Durante minhas últimas férias, decidi iniciar o livro “Liberdade Crônica”, escrito por Martha Medeiros. Os primeiros textos tratavam da questão da mulher, (assunto que muito me interessa) e a cada página virada, a vontade de ler aumentava. Eu estava presa ao livro. Do lado de fora do quarto as horas passavam como há de ser; do lado de dentro, estava tudo parado. Nada existia entre mim e aquele mar de letras.
Ao chegar a décima crônica, mais ou menos, senti. Não é algo que se percebe quando se está concentrado. Só acontece.
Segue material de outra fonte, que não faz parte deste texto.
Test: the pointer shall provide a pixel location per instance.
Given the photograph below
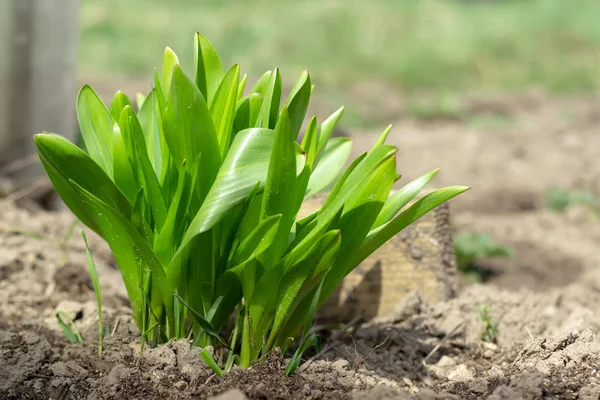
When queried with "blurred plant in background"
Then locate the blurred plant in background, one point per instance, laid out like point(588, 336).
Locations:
point(362, 55)
point(472, 247)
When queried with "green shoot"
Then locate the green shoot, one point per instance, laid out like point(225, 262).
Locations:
point(489, 331)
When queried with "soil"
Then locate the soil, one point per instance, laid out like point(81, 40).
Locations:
point(544, 299)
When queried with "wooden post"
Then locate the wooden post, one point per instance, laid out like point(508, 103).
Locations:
point(38, 43)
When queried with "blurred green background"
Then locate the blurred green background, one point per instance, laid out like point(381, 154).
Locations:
point(364, 54)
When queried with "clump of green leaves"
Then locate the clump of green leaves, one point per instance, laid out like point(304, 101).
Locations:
point(198, 193)
point(473, 246)
point(489, 331)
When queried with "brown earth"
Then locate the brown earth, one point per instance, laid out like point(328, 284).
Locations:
point(544, 299)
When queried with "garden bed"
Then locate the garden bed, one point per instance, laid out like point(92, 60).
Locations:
point(544, 299)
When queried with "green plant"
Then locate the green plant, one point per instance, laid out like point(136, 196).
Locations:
point(197, 195)
point(472, 246)
point(489, 332)
point(559, 199)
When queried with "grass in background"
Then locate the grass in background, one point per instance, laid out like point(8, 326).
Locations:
point(395, 46)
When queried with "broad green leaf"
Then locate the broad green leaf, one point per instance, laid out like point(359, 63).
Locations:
point(167, 240)
point(337, 198)
point(360, 211)
point(256, 100)
point(123, 173)
point(297, 102)
point(119, 101)
point(335, 155)
point(70, 197)
point(132, 131)
point(72, 163)
point(149, 120)
point(402, 197)
point(258, 241)
point(242, 86)
point(170, 60)
point(207, 67)
point(260, 86)
point(245, 165)
point(327, 127)
point(139, 216)
point(309, 142)
point(96, 126)
point(270, 105)
point(133, 255)
point(222, 108)
point(189, 129)
point(293, 286)
point(280, 189)
point(382, 234)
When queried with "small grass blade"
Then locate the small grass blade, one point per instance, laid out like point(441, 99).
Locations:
point(210, 361)
point(96, 283)
point(202, 322)
point(70, 330)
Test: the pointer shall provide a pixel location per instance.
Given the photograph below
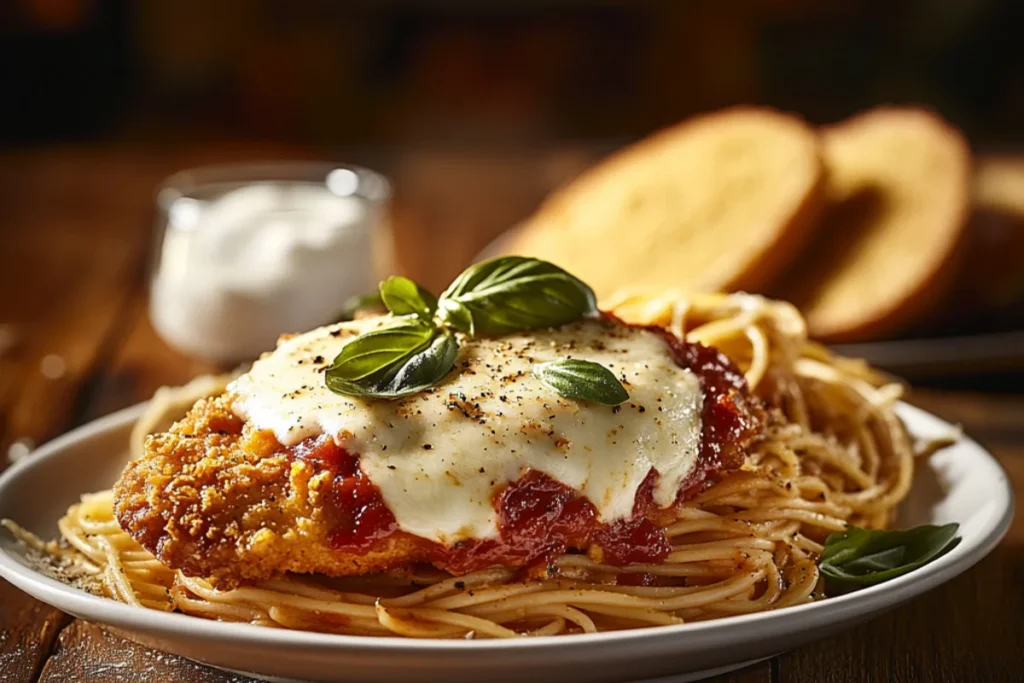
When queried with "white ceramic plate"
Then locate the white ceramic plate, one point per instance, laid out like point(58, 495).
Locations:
point(962, 483)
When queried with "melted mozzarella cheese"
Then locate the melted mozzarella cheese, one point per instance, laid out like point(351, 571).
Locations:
point(439, 457)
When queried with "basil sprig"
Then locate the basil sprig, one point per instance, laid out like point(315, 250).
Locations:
point(859, 557)
point(583, 380)
point(403, 297)
point(393, 361)
point(514, 294)
point(503, 295)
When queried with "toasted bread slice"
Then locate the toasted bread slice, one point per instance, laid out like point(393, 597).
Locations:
point(899, 183)
point(720, 202)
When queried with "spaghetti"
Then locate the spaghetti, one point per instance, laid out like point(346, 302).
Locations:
point(833, 454)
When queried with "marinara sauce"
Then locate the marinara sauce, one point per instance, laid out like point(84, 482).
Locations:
point(540, 518)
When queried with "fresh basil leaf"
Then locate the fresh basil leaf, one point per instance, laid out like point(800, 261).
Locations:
point(860, 557)
point(514, 294)
point(393, 361)
point(403, 297)
point(354, 304)
point(582, 380)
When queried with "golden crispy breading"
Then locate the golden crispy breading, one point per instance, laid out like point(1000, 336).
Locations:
point(219, 500)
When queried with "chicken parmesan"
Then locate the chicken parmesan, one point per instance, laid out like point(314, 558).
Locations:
point(489, 467)
point(505, 460)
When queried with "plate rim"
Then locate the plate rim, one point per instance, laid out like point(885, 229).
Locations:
point(795, 619)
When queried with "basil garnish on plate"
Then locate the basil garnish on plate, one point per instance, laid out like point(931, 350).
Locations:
point(514, 294)
point(403, 297)
point(393, 361)
point(582, 380)
point(499, 296)
point(859, 557)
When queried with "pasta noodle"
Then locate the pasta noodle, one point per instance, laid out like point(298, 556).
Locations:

Foi quando li a última palavra na folha, levantei a cabeça e respirei profundamente que percebi as bochechas molhadas, o nariz congestionado, a sensação inigualável de terminar uma leitura e estar em êxtase.
Senti-me assim, em parte, porque já tinha um carinho pela autora e pelo tema. Minha mãe, depois de ler o mesmo texto que eu, por exemplo, teve a reação de alguém que acaba de ler um cardápio. O sentir dela difere do meu.
Ao terminar, guardei o livro na estante. Olhei através da janela para o céu escuro e notei: o tempo voltara a passar dentro do quarto.